La pratique de la vendange manuelle tend à disparaître. Mais dans ce château de Dordogne, les ouvriers répètent les gestes ancestraux et entretiennent ce qui faisait des vendanges un moment de l'année convivial et réjouissant.
"C'est la septième année que je viens, peut-être que je suis la plus vieille ouvrière ici [rires]. On vient ici avec des copains, c'est pas loin de la maison. C'est quelqu'un que j'apprécie aussi... Je préfère être ici que dans une usine ! J'aime bien être dans la nature, c'est tranquille, c'est juste du plaisir." En quelques mots, Zane Jorisone, vendangeuse saisonnière (et régulière) au Château Barouillet à Pomport (24), explique pourquoi Vincent Alexis, l'exploitant des lieux, est parvenu à fidéliser ses vendangeurs d'année en année. Ce n'est pas le cas partout.
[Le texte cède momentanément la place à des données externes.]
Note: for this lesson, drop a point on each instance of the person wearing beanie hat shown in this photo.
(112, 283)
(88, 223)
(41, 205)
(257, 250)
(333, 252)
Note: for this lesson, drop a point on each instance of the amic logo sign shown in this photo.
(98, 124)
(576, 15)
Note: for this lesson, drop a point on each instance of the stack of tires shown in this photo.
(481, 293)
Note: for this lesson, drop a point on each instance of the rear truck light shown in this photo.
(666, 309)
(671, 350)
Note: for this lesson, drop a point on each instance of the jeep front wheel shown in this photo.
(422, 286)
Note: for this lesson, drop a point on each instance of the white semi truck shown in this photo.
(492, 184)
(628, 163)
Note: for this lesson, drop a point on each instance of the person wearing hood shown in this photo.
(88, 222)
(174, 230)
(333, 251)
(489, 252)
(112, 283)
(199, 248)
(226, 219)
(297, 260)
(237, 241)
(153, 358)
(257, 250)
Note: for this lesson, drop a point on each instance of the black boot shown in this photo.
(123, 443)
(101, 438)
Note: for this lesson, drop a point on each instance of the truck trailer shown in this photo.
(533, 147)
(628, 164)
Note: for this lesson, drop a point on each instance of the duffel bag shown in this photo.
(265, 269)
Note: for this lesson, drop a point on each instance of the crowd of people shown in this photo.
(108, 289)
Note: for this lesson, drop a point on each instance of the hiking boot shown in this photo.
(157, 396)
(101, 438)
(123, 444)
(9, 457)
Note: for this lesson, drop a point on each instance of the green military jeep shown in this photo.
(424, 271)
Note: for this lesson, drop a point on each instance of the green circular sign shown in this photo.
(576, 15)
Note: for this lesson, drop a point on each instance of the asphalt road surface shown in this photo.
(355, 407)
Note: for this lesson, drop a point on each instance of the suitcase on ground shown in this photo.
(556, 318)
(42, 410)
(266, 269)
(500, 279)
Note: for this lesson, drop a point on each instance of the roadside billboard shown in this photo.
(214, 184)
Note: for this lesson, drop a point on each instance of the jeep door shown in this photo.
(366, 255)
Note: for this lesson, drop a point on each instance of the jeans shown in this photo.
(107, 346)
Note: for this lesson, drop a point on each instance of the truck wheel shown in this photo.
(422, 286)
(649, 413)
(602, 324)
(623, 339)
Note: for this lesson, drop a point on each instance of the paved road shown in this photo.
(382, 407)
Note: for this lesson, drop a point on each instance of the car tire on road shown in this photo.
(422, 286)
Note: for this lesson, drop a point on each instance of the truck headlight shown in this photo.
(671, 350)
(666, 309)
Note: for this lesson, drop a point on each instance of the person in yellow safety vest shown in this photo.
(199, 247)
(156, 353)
Trouver le juste équilibre
Fidéliser des saisonniers, ça ne s'improvise pas. C'est tout le travail de Nicolas Mauroy, le chef d'équipe qui a développé son savoir-faire sur le tas. Sa technique ? : "Ne pas être trop gentil, mais leur donner envie de travailler. Il faut réussir à trouver le juste milieu pour se faire respecter, mais sans être trop méchant."
"On a envie qu'ils reviennent"
"C'est pas forcément facile, mes premières années étaient compliquées. Mais avec les années, avec l'expérience, on apprend comment parler aux gens, s'adapter aussi parce qu'on a de tout qui arrive, un peu de partout, on a toutes les classes sociales, tous les univers différents, donc on apprend à s'adapter à tout le monde, assure le chef d'équipe.
"Des fois, on est obligés d'imposer un rythme, on a des timings, si la pluie arrive. On travaille avec le temps, avec la nature, on est obligés d'être un peu plus rapides, donc un peu moins cool, mais on essaie aussi de s'adapter aux personnes en face de nous, poursuit-il. On a envie qu'ils reviennent. Si on peut fidéliser, surtout avec des bons éléments avec qui on s'entend bien, on le fait."
Vendanges manuelles, question de conviction ?
Une certaine ambiance, le respect d'une agriculture paysanne traditionnelle, des valeurs et des choix écologiques qui se retrouvent dans des vins bio, biodynamiques, sans intrants et surtout avec des raisins récoltés manuellement. "C'est plus une conviction dans le monde des vins nature", explique Vincent Alexis." Parce qu'on fait ce qu'on appelle des vins naturels. Donc, on essaye de respecter au maximum la plante, le vivant et aussi d'avoir ce côté important pour nous de social d'essayer d'avoir des gens dans le vignoble."
Que des raisins qu'on a envie de manger
Ce qui implique beaucoup plus de travail, plus de personnel et de coût. Mais c'est aussi aussi une nécessité pour maintenir un bon niveau de qualité : sur cette parcelle destinée à fournir le vin haut-de-gamme du château, le terrain très calcaire héberge des pieds de sauvignon blanc vieux d'un demi-siècle. Ils sont fragiles, mais fournissent un raisin et un jus bien particulier... à condition d'effectuer un tri très précis des raisins.
"Cette année particulièrement, on a eu pas mal de pourri. On essaie de pousser un petit peu les maturités, et du coup, on a forcément des endroits où il y a quelques baies, quelques grains pourris qui, dans une machine à vendanger, vont tomber avec. Alors qu'à la main, ça nous permet de pouvoir les enlever.", poursuit Vincent Alexis. "Le travail du vendangeur, c'est de couper du raisin, et en même temps d'avoir cet œil de gratter un petit peu ce qu'on appelle le pourri plein, pour n'avoir vraiment que du beau raisin. La consigne le matin, c'est de mettre dans les seaux que les raisins qu'on a envie de manger." Qui donneront, par conséquent, un vin qu'on a envie de boire.